To determine the dimensions of the box that can be constructed at minimum cost, we need to find the dimensions that minimize the cost function. Let's denote the side length of the square base as x and the height of the box as h.

Given that the volume of the box is 78 ft^3, we have the equation: x^2 * h = 78.

We need to minimize the cost function, which is given by: C = A_base * cost_base + A_sides * cost_sides + A_top * cost_top, where A_base is the area of the base, A_sides is the combined area of the four sides, and A_top is the area of the top.

The area of the base is A_base = x^2.
The combined area of the four sides is A_sides = 4 * x * h.
The area of the top is A_top = x^2.

Given the costs per square foot, we have: cost_base = $0.30/ft^2, cost_sides = $0.10/ft^2, and cost_top = $0.20/ft^2.

Substituting the values into the cost function, we have:
C = x^2 * ($0.30/ft^2) + 4 * x * h * ($0.10/ft^2) + x^2 * ($0.20/ft^2).

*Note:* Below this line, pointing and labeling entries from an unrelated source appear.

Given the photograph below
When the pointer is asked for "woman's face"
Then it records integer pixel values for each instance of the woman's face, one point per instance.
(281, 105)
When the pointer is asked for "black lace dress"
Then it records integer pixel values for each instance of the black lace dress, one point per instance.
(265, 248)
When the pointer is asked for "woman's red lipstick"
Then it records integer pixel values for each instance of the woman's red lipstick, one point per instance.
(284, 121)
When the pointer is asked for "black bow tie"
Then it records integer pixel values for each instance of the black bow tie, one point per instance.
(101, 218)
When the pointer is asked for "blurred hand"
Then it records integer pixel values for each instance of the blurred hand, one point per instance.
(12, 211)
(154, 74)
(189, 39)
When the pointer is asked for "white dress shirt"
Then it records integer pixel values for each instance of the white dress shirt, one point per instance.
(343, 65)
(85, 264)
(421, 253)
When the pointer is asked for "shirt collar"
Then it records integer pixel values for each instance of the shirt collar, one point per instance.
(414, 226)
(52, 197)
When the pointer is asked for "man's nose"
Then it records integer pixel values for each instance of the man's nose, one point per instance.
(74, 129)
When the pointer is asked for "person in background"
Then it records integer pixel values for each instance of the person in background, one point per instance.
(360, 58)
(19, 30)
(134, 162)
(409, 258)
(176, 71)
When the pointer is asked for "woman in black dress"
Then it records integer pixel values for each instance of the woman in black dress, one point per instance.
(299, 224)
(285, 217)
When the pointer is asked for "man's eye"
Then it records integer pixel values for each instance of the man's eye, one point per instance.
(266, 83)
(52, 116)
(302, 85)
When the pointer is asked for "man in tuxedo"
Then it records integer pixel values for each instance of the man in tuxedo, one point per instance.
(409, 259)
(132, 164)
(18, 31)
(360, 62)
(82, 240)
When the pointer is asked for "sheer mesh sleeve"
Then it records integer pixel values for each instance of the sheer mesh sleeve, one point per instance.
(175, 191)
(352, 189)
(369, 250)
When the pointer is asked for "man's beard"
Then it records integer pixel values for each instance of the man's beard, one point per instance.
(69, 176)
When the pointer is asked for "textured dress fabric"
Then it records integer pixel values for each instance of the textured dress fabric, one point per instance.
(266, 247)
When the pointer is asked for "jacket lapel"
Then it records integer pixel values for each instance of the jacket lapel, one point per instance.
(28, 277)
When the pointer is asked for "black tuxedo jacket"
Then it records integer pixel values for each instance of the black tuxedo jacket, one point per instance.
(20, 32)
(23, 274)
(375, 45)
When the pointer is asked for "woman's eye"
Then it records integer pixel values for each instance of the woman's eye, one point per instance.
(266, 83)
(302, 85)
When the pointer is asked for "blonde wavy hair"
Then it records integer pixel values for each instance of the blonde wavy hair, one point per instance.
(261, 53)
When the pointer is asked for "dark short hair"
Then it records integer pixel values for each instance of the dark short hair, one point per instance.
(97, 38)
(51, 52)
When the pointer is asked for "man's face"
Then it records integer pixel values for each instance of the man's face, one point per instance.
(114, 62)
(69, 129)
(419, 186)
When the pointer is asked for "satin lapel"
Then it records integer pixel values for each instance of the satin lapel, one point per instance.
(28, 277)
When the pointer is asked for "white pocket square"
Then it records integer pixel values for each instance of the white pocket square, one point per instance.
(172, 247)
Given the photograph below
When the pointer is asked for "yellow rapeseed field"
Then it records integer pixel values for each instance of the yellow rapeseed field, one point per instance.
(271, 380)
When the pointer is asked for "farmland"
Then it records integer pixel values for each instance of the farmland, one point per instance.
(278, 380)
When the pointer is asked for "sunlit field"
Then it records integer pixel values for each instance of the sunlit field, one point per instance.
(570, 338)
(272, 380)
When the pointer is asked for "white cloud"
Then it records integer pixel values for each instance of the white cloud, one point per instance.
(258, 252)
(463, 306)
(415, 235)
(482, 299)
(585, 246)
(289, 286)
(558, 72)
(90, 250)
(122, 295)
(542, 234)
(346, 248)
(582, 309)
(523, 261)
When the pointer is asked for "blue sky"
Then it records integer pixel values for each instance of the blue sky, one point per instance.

Now we can express the cost function solely in terms of x and h:
C = 0.3x^2 + 0.4xh + 0.2x^2.

To minimize the cost, we can take the partial derivatives of C with respect to x and h, and set them equal to zero:

∂C/∂x = 0.6x + 0.4h = 0.
∂C/∂h = 0.4x = 0.

From the second equation, we can see that x = 0, which is not valid. Therefore, we can divide the first equation by 0.2 and simplify:

3x + 2h = 0.

Now we can solve this system of equations. Solve the first equation for x in terms of h:

x = -2h/3.

Substitute this expression for x in the equation x^2 * h = 78:

(-2h/3)^2 * h = 78,
4h^3/9 = 78,
4h^3 = 702,
h^3 = 175.5,
h ≈ 6.32 ft.

Substitute the value of h back into x = -2h/3:

x = -2(6.32)/3,
x ≈ -4.21 ft.

However, we cannot have negative dimensions, so we take the absolute value:

x ≈ 4.21 ft.

Therefore, the dimensions of the box that can be constructed at minimum cost are approximately 4.21 ft by 4.21 ft by 6.32 ft.